When you are out on a walk with your dog, do they have little quirks that seem to come out? For one of my dogs, Arya, it was any change in the surface we were walking on, particularly metal. Every time we would come up to a metal grate or manhole cover on the sidewalk, she would make an extra effort to avoid walking over the surface. This is a confidence issue, plain and simple. Further, it indicates a scenario where the dog would rather transition to being defensive, instead of comfortable, where we ideally want them to be.
In order to teach her to be accepting of the surface, I restricted her options every time we were met with a metal surface on our walks. As we would move toward the grate or metal cover, I would shorten the leash and apply gentle pressure to her collar to restrict the directions she could move. I didn't drag or force her. I just calmly and gently confirmed for her that to move forward, her only option was over the grate. At first, just putting one foot on the grate was enough for me to release the tension on the leash and then we'd move around. After a few reps, she was going over these grate hurriedly but completely. On the next walk and with a bit of review, we were able to walk over them calmly. And lastly, we started practicing sit-stays for short periods of time.

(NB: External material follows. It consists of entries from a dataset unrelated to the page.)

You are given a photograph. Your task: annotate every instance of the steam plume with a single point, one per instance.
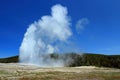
(43, 36)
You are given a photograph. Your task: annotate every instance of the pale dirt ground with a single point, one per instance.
(15, 71)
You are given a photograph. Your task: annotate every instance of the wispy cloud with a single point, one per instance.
(81, 23)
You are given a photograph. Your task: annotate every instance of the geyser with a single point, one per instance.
(46, 36)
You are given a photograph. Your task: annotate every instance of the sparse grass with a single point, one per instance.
(73, 76)
(65, 73)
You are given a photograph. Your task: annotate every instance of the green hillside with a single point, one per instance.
(85, 59)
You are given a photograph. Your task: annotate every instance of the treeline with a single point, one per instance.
(85, 59)
(98, 60)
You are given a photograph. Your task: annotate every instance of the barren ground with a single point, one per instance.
(14, 71)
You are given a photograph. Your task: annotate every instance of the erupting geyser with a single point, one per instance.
(44, 36)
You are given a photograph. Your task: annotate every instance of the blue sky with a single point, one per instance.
(101, 35)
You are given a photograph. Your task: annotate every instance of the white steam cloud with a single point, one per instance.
(42, 38)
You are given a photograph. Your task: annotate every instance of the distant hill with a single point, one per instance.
(86, 59)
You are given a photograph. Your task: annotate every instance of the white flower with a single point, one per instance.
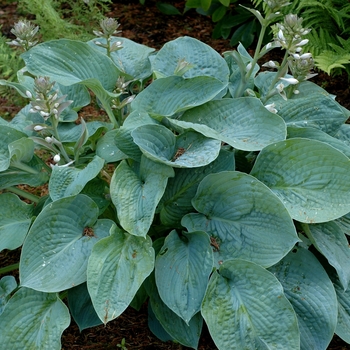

Running into a situation like this while you are out with your dog might not seem like a big deal. But these little moments add up. Every time you allow your dog to take the easy route, you are limiting an opportunity to build trust with you and self-confidence in the dog. As with everything else in training, follow through is the number one most important factor in your relationship with your dog. You have to be believable. If surface changes are nothing to worry about, Arya needed to believe me, and that meant showing her that we could walk over them together. It's creating a mild stressor, that the dog can overcome, and continually building on that success until it's no longer a problem.
We do this in our own lives too. We allow ourselves to just side step small things, avoiding a task (however minimal), uncomfortable conversation, etc., until we have a much larger issue. For me, it's diet. I know what I should eat, but don't, even though the amount of effort it would take to make that change is relatively small on a daily basis. I don't even have to cook, just make a better choice.
So if there is that one house with the barking dog in the window that sets your dog on fire, that one bush that always has a bird in it that the dog wants to hunt... Take some extra time to work through those moments. Be careful to go in bite sized chunks, treat genuine effort as success, and not to over pressure your dog. But take the time. A 10 minute walk and 20 minutes working on an issue like this does your dog FAR more good than mindless trucking down the street for a half hour. These moments... they are not problems. They are opportunities to resolve behavior issues, solidify obedience, build trust and self-confidence, and show your dog that you are every bit of the leader, teacher, advocate, and cheerleader that they need in their life. All those little wins add up to better habits and better self-esteem.